Again and again, we have examples of free will giving in addition to required giving in the Old testament. If God wanted to institute a 10% requirement for giving to the church, He could have…He didn’t.
Giving during the Church Age
Let’s look at required giving again, this time in the Church Age. In Matthew 17:24-25 “…collectors of the temple tax came to Peter and asked, “Doesn’t your teacher pay the temple tax?” “Yes, he does,” he replied. An of course, using a willing and able fish, He did.
Now this is still the age of Law, Christ has not yet died on the cross, but acknowledges an obligation to pay taxes to the government.
In Matthew 22:15-21, the Pharisees attempting to lay a trap asks “…Is it right to pay the imperial tax to Caesar or not?” …”So give back to Caesar what is Caesar’s, and to God what is God’s.”
We see also in Titus 3:1-2 and in 1 Peter 2:13-16 our obligation to the government which God has instituted. In other words obey the laws and pay your taxes.
Again, Christ confirmed the obligation to pay taxes.
Now, tithing is mentioned in the New Testament in three places. In Matthew 23:23 Christ states “Woe to you, teachers of the law…you give a tithe…but you have neglected the more important matters of the law…” And again in Luke 18:12 when Jesus told a parable of two men, “one a Pharisee and the other a tax collector.” The Pharisee boasted “I fast twice a week and give a tithe of all I get.” Finally, Hebrews 7 restates Abrams gift to Melchizedek of a tenth of his war spoils.
None of these were instructions to go and do likewise.
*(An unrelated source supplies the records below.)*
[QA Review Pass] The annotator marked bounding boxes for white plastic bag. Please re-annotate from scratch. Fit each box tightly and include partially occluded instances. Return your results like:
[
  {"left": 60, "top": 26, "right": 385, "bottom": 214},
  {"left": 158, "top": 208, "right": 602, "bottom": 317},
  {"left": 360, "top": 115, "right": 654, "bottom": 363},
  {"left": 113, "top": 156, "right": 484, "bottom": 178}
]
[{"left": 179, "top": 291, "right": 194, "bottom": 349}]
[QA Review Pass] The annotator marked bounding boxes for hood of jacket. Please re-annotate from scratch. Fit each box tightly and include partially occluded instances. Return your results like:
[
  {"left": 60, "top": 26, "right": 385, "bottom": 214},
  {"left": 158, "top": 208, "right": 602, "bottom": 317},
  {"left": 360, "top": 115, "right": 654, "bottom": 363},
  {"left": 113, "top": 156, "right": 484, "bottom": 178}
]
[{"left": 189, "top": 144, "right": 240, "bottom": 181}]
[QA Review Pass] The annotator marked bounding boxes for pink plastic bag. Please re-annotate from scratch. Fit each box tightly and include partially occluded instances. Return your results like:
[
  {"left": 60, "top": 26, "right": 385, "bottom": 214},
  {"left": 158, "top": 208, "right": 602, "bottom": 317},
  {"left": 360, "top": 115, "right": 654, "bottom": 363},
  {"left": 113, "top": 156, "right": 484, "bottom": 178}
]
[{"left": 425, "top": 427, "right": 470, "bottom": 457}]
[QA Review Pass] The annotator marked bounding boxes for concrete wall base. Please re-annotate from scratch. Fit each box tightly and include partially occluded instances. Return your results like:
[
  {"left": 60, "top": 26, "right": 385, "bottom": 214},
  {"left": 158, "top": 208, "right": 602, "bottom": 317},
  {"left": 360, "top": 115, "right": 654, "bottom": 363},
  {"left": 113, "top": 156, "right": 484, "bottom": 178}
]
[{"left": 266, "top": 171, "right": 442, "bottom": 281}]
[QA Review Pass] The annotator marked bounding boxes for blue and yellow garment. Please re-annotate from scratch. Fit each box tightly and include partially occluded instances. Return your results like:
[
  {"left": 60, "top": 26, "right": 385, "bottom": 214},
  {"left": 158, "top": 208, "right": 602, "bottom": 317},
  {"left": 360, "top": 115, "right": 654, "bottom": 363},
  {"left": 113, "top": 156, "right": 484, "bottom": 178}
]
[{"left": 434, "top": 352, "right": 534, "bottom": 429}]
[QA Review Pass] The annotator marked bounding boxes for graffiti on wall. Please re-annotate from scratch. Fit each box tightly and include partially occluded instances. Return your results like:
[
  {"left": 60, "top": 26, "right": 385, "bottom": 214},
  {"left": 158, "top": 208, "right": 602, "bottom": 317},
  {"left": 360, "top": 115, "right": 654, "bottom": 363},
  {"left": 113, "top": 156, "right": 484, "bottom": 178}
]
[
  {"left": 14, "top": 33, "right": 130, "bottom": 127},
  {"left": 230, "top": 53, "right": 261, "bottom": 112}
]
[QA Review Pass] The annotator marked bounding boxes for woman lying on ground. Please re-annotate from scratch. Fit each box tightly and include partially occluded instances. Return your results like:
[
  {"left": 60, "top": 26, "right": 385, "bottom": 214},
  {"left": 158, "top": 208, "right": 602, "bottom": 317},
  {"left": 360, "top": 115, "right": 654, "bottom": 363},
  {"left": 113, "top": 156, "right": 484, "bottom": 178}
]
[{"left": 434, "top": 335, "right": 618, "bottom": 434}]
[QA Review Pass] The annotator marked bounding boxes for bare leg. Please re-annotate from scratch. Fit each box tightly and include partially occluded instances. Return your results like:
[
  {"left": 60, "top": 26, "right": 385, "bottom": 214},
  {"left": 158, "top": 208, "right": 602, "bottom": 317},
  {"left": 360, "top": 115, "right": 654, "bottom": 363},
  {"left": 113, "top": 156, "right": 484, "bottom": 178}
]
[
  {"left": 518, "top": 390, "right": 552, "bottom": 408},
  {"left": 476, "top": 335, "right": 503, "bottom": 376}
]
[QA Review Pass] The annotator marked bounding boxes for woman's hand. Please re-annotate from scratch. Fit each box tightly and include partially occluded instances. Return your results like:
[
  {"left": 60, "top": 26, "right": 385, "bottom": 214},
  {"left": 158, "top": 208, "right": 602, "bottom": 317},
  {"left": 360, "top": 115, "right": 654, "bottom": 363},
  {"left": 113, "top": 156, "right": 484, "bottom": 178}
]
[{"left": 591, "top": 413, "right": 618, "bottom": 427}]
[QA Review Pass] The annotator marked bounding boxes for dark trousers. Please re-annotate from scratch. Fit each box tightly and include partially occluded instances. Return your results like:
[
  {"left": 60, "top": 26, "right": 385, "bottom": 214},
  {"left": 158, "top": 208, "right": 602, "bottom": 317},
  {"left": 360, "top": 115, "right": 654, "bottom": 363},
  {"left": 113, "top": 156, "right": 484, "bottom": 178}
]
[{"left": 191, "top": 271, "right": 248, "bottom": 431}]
Also, they were consistent with required giving, AKA taxes, in Israel and in the case of Abram, his spontaneous give of ten percent.
Finally, 2 Corinthians 9:6-7 give us the general guidelines for giving in the Church Age “…Whoever sows sparingly will also reap sparingly, and whoever sows generously will also reap generously. Each of you should give what you have decided in your heart to give, not reluctantly or under compulsion, for God loves a cheerful giver.
Giving in the Church age? It should be generous, and without reluctance or compulsion.
There are two types of giving in the Bible: free will and required.
In all three dispensations, giving is the same. God encourages our spontaneous, non reluctant, thankful and generous free will gifts to the church and to others, especially believers.
The Bible also requires that we give to the Government, also known as taxes.
That’s true in all three dispensations.
Simply stated, tithing, as a requirement to give to the church, is never taught.